Suspending Nurse Eastland’s privilege to practice may be all well and good, but the Board may be looking at something a lot worse down the road. Not the least because, after Hurricane Katrina laid waste to southern Louisiana, and its hospitals, the American Nurses Association noted the ethical quandary for R.N.s working along the storm-prone Gulf Coast which includes Texas, where the nurse may have to give his or her life in an emergency. The nurses’ association insisted on reminding regulators that the R.N. has an obligation to his or herself as well as to the patient.

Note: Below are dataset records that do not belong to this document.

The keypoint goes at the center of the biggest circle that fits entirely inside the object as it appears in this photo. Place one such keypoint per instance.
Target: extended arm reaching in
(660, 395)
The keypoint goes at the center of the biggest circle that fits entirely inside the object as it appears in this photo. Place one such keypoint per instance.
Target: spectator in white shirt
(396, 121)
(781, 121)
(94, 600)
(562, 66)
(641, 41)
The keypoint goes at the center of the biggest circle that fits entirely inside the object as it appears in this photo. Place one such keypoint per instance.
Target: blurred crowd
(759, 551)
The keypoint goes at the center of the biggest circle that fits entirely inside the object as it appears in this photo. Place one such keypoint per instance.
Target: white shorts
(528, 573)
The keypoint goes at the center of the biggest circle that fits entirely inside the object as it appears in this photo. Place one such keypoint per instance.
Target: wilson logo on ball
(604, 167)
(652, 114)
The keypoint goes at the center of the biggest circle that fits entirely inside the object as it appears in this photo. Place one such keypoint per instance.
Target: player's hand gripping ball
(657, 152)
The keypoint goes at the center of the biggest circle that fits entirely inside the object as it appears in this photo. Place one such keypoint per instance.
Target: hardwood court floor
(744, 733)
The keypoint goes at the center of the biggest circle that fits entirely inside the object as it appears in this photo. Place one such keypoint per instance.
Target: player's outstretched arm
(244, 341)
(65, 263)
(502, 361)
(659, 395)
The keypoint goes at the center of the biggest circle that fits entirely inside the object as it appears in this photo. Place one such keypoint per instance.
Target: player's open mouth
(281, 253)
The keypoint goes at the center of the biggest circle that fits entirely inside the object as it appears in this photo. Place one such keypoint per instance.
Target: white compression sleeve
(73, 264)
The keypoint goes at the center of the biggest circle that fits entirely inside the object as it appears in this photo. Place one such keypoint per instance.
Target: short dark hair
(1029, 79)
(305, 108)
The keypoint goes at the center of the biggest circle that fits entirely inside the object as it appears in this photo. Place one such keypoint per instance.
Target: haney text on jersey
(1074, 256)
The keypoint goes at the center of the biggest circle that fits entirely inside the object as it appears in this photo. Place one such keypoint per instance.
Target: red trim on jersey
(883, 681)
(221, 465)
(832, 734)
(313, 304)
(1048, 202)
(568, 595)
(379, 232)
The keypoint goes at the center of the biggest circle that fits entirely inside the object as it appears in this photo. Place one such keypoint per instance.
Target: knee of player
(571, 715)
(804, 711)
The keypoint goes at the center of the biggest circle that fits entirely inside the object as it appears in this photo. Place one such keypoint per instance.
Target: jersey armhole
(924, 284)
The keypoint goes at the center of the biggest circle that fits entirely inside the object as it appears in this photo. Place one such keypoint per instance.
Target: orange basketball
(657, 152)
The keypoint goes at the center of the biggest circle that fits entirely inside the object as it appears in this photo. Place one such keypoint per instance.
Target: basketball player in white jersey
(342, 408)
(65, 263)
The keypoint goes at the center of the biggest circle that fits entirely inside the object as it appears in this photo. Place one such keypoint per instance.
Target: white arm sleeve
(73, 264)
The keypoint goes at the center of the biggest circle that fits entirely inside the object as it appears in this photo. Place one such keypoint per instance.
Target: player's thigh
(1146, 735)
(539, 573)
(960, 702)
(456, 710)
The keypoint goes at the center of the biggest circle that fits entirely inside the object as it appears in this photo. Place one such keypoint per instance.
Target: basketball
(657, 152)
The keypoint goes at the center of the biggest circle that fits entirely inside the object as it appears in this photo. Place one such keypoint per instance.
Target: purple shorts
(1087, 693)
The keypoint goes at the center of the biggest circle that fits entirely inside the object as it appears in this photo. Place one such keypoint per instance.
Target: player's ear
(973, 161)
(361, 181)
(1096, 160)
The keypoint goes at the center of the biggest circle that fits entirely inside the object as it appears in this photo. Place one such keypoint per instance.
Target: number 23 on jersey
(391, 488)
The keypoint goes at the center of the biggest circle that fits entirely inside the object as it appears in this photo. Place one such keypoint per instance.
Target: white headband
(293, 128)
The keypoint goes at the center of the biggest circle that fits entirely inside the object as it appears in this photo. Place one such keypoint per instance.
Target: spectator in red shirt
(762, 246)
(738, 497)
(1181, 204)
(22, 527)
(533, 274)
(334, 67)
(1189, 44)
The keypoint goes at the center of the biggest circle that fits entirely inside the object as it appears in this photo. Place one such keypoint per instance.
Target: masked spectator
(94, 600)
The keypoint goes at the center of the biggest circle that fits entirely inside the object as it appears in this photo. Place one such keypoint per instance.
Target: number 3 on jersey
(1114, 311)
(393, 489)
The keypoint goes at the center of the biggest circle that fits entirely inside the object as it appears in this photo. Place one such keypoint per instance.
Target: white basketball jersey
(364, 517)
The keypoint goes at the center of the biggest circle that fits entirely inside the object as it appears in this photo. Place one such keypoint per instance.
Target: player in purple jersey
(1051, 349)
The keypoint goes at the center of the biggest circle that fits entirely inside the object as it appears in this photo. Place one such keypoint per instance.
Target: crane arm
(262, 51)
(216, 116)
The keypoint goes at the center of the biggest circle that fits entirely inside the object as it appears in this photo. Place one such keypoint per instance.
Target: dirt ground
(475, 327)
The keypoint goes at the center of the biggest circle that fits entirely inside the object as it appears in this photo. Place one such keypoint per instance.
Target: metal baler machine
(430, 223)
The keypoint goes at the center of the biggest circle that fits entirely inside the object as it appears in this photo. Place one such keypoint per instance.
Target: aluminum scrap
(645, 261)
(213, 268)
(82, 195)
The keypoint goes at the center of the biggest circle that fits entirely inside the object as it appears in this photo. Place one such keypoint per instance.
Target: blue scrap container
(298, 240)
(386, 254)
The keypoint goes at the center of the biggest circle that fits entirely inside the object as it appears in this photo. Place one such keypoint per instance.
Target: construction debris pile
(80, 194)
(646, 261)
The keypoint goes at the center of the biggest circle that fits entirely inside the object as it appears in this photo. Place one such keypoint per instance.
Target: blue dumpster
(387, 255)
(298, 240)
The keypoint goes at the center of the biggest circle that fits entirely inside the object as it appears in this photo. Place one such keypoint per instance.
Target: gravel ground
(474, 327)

Interestingly, for a healthcare worker outside the workplace there is no obligation to help in case of emergency and there is immunity from civil liability (“Good Samaritan Law”) in most cases, if things go south. Still, those who question why a nurse is the only one to take a fall so far for Camp Mystic are looking thru the wrong lens or looking at the wrong context. The context for judging Nurse Eastland’s actions, as the Board might argue, is not the banks of the Guadalupe River but the nurses station and the hive. Whether others take a fall or not for Camp Mystic, nursing keeps its own accounts. That’s why it’s a trusted profession. In fact one might argue that the Board stepping in to look at Nurse Eastland’s performance, despite others looking the other way, is a good sign.
The Board of Nursing actually has a lot on its plate these days. The spread of nurse practitioners (it’s said that there is so much demand for preceptors, to train new advanced nursing providers, that students in Houston are now being charged $50 an hour to show the students how to do the job) and the sudden prevalence of doctors of nursing practice has helped pull American health care out of a provider hole. These new roles must be regulated and disciplined just like the bedside nurse. The Board is also responsible for nursing education, and that means auditing and certifying nursing programs across the state.
Nursing school, whatever the level, may actually be the best venue for addressing a nurse’s obligations in case of an emergency, including an active shooter, instead of the Board waiting for someone to make a mistake and then making an example of them. Unexpected danger in the healthcare environment is not going away and, in fact, is only likely to increase. This isn’t Norway after all. It’s Texas.